The range, variance and standard deviation are dispersion measures in descriptive statistics. They allow to quantify how much the data of a set are scattered or concentrated around a central value (like the average). Here is a detailed explanation of each:
- Range: max - min
- Definition : The range is the difference between the maximum and minimum value of a data set. It gives a simple idea of the total amplitude of the data.
- Formula : Eˊ tendue=maximum value minimum value text{Extent} = text{maximum value} - text{minimum value}Eˊ tendue=maximum value minimum value
- Example : For data 5, 8, 12, 15, 20: Range=20 5=15
- Utility :
- Fast and intuitive dispersion measurement.
- Useful for comparing sets (e.g. maximum and minimum temperatures over a day).
- Limits :
- Only considers the two extreme values, ignoring the distribution of other data.
- Very sensitive to outliers (outlier values). Example: If we add 100, the range changes to 95, without reflecting the majority of the data.
- Variance
- Definition : Variance measures the spread of data relative to its mean, by calculating the average of squared deviations between each value and the mean. It indicates how far the data move, on average, from their center.
- Formula :
- For a population (all data) : σ2=∑(xi−μ)2N\sigma^2 = \frac{\sum (x_i - \mu)^2}{N}σ2=N∑(xi−μ)2
-
- where xix_ixi is each value, μ muμ is the population mean, and NNN is the total number of values.
- For a sample (subset) : s2=∑(xi−xˉ)2n−1s^2 = \frac{\sum (x_i - \bar{x})^2}{n - 1}s2=n−1∑(xi−xˉ)2
- where xix_ixi is each value, μ muμ is the population mean, and NNN is the total number of values.
-
-
where xˉ bar{x}xˉ is the sample mean and nnn is the number of values.
-
- Example : Data : 2, 4, 6 (mean = 4):
- Gaps : (2-4) = -2, (4-4) = 0, (6-4) = 2.
- Square deviations: 4, 0, 4.
- Variance (population): (4 + 0 + 4) / 3 = 8 / 3 2,67.
- Variance (sample): (4 + 0 + 4) / (3-1) = 8 / 2 = 4.
- Utility :
- Provides a comprehensive measure of dispersion, considering all values.
- Basis for more advanced statistical analyses (e.g. hypothesis testing).
- Limits :
- Expressed in units squared (e.g. m2 for meters), which makes it less intuitive.
- Sensitive to outliers, because the gaps are amplified by the square.
- Standard deviation
- Definition : The standard deviation is the square root of variance.
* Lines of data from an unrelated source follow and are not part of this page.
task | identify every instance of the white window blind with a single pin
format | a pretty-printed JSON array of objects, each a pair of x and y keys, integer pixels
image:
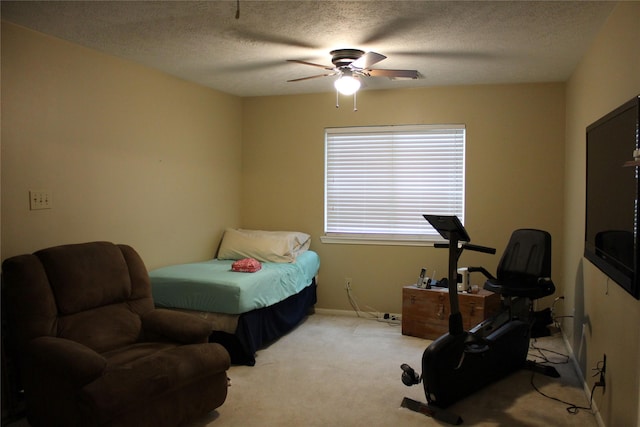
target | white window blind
[{"x": 380, "y": 180}]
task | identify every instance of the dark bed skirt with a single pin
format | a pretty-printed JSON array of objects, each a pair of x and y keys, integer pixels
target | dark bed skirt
[{"x": 260, "y": 327}]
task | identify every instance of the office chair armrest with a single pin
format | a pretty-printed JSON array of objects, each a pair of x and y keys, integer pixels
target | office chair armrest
[
  {"x": 547, "y": 283},
  {"x": 175, "y": 325},
  {"x": 76, "y": 362},
  {"x": 481, "y": 270}
]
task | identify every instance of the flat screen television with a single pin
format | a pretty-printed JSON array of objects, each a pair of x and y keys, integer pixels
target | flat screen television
[{"x": 611, "y": 217}]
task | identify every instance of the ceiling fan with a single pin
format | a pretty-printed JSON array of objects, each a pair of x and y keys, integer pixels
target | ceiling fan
[{"x": 351, "y": 64}]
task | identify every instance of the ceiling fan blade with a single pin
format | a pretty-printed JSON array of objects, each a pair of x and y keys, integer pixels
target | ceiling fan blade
[
  {"x": 367, "y": 60},
  {"x": 326, "y": 67},
  {"x": 312, "y": 77},
  {"x": 400, "y": 74}
]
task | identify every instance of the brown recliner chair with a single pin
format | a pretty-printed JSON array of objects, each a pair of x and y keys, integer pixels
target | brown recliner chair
[{"x": 93, "y": 350}]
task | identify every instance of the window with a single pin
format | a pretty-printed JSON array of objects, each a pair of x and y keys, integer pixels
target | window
[{"x": 380, "y": 180}]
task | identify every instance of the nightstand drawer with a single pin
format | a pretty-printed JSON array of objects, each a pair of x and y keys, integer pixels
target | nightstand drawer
[{"x": 425, "y": 312}]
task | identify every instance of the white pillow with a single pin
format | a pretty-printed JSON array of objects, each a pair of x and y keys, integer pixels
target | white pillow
[{"x": 265, "y": 246}]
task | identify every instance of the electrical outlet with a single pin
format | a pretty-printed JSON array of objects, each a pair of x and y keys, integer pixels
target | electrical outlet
[{"x": 40, "y": 199}]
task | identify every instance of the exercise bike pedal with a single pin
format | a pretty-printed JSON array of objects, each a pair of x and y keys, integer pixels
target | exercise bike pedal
[
  {"x": 476, "y": 348},
  {"x": 431, "y": 411}
]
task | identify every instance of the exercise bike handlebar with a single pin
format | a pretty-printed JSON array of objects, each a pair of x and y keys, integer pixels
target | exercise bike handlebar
[{"x": 469, "y": 246}]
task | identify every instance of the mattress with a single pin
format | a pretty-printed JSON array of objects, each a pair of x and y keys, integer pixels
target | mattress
[{"x": 212, "y": 286}]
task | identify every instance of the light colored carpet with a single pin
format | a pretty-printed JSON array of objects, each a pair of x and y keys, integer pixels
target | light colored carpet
[{"x": 345, "y": 371}]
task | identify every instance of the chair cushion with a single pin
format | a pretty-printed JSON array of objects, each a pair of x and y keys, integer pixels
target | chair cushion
[
  {"x": 148, "y": 372},
  {"x": 72, "y": 272}
]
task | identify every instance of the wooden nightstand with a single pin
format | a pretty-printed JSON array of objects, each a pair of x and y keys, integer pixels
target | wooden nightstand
[{"x": 425, "y": 312}]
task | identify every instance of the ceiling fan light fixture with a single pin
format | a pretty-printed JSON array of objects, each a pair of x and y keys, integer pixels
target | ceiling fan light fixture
[{"x": 346, "y": 84}]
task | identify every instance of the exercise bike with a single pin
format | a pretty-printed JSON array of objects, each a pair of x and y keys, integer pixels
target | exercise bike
[{"x": 461, "y": 362}]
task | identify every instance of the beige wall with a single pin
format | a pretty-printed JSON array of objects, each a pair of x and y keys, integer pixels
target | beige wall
[
  {"x": 130, "y": 155},
  {"x": 514, "y": 176},
  {"x": 606, "y": 317}
]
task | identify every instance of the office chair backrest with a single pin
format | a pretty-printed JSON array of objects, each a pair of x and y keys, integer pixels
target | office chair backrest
[{"x": 527, "y": 256}]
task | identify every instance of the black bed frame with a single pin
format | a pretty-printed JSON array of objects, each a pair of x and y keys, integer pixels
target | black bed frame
[{"x": 258, "y": 328}]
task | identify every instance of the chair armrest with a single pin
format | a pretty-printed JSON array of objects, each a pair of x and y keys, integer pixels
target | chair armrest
[
  {"x": 481, "y": 270},
  {"x": 78, "y": 363},
  {"x": 175, "y": 326}
]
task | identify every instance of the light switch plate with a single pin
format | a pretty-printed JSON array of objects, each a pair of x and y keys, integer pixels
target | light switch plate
[{"x": 40, "y": 199}]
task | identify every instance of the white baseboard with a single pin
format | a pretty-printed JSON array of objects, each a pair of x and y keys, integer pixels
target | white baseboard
[
  {"x": 332, "y": 312},
  {"x": 394, "y": 317},
  {"x": 585, "y": 386}
]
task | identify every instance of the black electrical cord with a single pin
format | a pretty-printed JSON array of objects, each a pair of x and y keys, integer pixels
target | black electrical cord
[{"x": 572, "y": 408}]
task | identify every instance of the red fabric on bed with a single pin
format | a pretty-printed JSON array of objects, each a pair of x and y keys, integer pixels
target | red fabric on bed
[{"x": 246, "y": 265}]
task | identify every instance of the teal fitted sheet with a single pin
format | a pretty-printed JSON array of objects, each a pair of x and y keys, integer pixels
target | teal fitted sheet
[{"x": 212, "y": 286}]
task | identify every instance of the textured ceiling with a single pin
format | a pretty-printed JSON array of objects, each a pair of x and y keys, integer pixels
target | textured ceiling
[{"x": 449, "y": 43}]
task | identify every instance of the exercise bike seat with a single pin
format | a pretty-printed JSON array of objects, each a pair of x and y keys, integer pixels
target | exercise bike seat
[{"x": 524, "y": 269}]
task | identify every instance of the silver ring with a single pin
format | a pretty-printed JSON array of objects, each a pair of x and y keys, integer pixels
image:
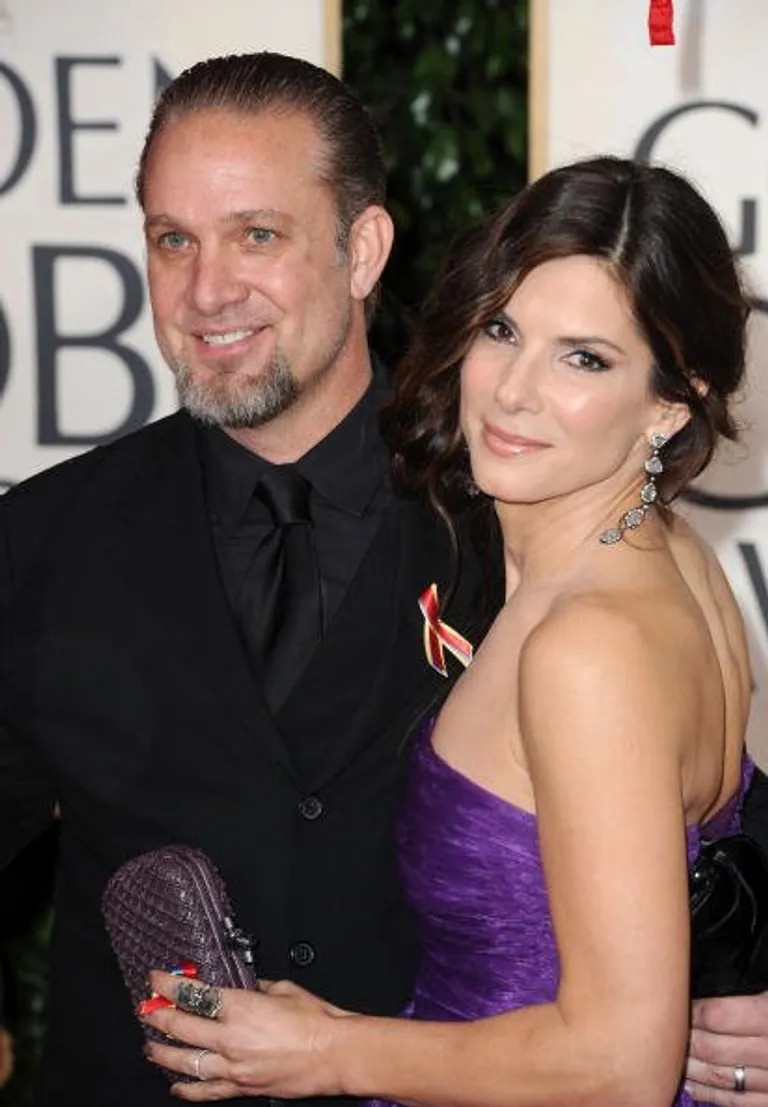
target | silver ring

It measures the average dispersion of data compared to the average, in the same units as the original data.
- Formula :
- Pour une population : σ=σ2\sigma = \sqrt{\sigma^2}σ=σ2.
-
-
-
- For one sample : s=s2s = \sqrt{s^2}s=s2.
-
-
- Example : With the previous variance :
- Population : σ=2,67≈1,63\sigma = \sqrt{2,67} \approx 1,63σ=2,67≈1,63.
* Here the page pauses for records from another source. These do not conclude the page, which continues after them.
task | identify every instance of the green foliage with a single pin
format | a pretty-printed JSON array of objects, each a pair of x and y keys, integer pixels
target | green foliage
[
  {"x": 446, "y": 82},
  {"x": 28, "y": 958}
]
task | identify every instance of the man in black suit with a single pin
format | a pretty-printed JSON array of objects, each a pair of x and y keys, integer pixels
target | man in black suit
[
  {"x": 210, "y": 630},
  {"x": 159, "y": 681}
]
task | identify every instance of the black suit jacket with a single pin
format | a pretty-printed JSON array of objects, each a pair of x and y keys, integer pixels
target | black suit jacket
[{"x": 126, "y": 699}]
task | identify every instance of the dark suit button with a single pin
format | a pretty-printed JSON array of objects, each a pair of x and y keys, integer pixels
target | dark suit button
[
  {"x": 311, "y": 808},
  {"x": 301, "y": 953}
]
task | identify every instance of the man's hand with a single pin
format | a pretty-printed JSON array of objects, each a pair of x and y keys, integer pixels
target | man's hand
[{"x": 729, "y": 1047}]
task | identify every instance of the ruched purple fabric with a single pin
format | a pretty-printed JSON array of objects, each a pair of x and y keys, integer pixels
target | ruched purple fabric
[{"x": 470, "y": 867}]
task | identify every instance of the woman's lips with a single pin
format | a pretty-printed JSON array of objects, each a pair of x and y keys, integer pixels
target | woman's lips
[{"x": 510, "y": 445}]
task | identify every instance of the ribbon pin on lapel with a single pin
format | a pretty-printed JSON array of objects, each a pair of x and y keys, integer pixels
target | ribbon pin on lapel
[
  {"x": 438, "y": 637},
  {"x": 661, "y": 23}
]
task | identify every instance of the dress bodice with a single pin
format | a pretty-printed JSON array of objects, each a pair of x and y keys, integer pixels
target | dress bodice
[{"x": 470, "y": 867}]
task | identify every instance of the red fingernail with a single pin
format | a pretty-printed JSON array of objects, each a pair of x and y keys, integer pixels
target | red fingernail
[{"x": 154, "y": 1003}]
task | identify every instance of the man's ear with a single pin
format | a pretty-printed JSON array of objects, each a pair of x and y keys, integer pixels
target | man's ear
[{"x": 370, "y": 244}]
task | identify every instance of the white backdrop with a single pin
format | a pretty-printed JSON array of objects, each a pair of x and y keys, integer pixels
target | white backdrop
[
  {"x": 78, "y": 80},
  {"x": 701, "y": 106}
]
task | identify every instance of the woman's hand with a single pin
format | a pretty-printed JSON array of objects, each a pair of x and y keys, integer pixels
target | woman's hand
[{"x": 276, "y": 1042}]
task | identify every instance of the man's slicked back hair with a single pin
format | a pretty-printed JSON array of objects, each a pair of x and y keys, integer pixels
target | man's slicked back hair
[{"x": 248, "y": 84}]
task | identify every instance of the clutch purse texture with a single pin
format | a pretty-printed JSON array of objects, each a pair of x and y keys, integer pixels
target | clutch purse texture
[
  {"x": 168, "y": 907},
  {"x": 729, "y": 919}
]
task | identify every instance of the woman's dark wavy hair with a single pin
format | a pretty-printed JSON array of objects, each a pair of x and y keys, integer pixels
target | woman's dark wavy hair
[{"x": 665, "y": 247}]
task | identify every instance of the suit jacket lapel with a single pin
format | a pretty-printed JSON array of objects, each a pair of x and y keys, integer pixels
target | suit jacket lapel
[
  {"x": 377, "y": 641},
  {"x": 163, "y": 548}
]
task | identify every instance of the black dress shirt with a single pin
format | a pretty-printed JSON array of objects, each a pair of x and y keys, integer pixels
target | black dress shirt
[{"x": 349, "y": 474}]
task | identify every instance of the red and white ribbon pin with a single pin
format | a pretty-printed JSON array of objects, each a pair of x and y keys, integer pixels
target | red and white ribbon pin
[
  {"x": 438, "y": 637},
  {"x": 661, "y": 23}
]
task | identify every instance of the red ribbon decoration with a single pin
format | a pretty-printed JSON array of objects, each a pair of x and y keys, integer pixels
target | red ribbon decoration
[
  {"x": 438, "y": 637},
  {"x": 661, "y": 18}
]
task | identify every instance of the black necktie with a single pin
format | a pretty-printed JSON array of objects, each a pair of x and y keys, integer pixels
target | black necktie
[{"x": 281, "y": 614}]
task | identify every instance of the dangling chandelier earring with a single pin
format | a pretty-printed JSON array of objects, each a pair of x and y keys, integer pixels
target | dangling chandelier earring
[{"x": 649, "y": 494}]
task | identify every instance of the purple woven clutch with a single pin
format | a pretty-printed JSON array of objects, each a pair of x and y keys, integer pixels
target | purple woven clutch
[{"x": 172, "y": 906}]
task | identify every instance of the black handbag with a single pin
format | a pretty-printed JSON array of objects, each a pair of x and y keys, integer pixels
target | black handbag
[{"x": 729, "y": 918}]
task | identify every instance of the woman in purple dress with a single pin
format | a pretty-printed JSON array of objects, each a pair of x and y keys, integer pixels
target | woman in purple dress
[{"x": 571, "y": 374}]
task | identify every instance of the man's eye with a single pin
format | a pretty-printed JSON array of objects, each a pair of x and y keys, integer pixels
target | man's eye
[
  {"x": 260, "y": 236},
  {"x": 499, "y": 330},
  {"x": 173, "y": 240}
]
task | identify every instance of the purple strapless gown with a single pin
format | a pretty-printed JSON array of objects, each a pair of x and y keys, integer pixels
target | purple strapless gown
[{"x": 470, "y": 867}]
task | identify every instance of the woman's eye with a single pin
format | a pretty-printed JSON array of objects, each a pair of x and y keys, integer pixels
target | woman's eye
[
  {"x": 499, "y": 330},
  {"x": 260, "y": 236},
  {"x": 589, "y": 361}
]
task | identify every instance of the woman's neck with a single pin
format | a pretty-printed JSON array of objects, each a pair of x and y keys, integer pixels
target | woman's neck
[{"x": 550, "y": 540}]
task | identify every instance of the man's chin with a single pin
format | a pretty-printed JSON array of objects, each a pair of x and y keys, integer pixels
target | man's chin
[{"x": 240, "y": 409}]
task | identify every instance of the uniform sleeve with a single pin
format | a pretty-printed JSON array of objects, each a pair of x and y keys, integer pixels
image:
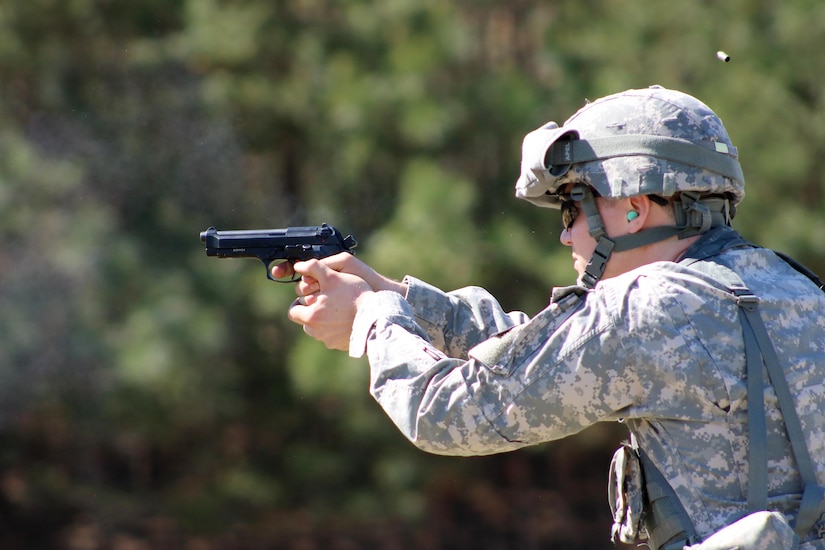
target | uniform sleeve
[
  {"x": 543, "y": 379},
  {"x": 456, "y": 321}
]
- Example : With the previous variance :
-
-
- Sample : s=4=2s = \sqrt{4} = 2s=4=2.
-
-
- Utility :
-
- More intuitive than variance, because it is in the same units as the data (e.g. meters, euros).
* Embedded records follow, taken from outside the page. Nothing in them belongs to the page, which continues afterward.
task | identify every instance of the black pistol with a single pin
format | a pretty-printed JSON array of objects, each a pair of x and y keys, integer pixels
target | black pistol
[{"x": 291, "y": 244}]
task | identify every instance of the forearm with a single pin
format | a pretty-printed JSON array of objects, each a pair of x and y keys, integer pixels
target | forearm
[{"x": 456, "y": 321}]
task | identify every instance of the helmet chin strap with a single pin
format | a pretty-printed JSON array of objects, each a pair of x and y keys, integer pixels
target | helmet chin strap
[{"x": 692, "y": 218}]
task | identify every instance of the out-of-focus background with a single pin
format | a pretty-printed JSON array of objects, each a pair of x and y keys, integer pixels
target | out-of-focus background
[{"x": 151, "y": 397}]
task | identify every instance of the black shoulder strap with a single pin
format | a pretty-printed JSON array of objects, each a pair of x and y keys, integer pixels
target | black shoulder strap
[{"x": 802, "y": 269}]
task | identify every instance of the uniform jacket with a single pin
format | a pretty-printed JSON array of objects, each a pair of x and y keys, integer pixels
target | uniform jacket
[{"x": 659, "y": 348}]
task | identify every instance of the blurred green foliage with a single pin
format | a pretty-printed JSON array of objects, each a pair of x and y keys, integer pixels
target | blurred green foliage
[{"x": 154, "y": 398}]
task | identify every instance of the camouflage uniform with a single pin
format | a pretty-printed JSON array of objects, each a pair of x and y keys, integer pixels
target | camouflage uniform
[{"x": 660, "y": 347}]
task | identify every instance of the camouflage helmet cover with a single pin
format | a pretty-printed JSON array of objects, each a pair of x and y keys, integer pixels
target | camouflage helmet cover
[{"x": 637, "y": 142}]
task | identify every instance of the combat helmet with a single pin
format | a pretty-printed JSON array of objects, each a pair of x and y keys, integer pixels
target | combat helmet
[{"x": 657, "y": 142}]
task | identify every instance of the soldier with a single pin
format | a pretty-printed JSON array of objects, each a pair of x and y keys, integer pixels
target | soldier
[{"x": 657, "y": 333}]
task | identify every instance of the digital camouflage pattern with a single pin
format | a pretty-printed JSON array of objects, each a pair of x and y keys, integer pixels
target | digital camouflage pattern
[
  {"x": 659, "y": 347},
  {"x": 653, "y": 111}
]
- Allows understanding the "typical distance" of values from the mean.
- Widely used in normal distributions (ex. 68% of data in 1 SD).
- Limits :
- Like variance, it is sensitive to extreme values.
- Less informative alone for very asymmetric distributions.
-
- Utility :
Comparison
|
Measure |
What it shows |
Advantage |
Disadvantage |
|
Extent |
Total Amplitude |
Simple and fast |
Ignores repartition |
|
Variance |
Mean (squared) dispersion |
Accurate, uses all data |
Unintuitive units |
|
Standard deviation |
Mean dispersion (unit of origin) |
Intuitive, comparable |
Sensitive to outliers |
Practical example
Data : 10, 12, 15, 20, 50 (moyenne = 21,4) :
- Extent : 50 - 10 = 40.
- Variance (sample) :
Gap : -11,4, -9,4, -6,4, -1,4, 28,6 → au carré : 129,96, 88,36, 40,96, 1,96, 817,96 → somme = 1079,2 → s2=1079,2/4=269,8
Standard deviation (sample) : s=269,8≈16,42s = \sqrt{269,8} \approx 16,42s=269,8≈16,42.
Interpretation:
- The extent (40) shows a large amplitude, but says nothing about the distribution.
- The standard deviation (16.42) indicates that the data deviate on average by 16.42 units from the mean, influenced by the 50.
In summary
- Extent : A raw and fast, but limited measurement.
- Variance : A detailed view of scattering, but less convenient to interpret alone.
- Standard deviation : The most common and intuitive measure for assessing variability. These three tools complement each other to give a complete picture of the data spread!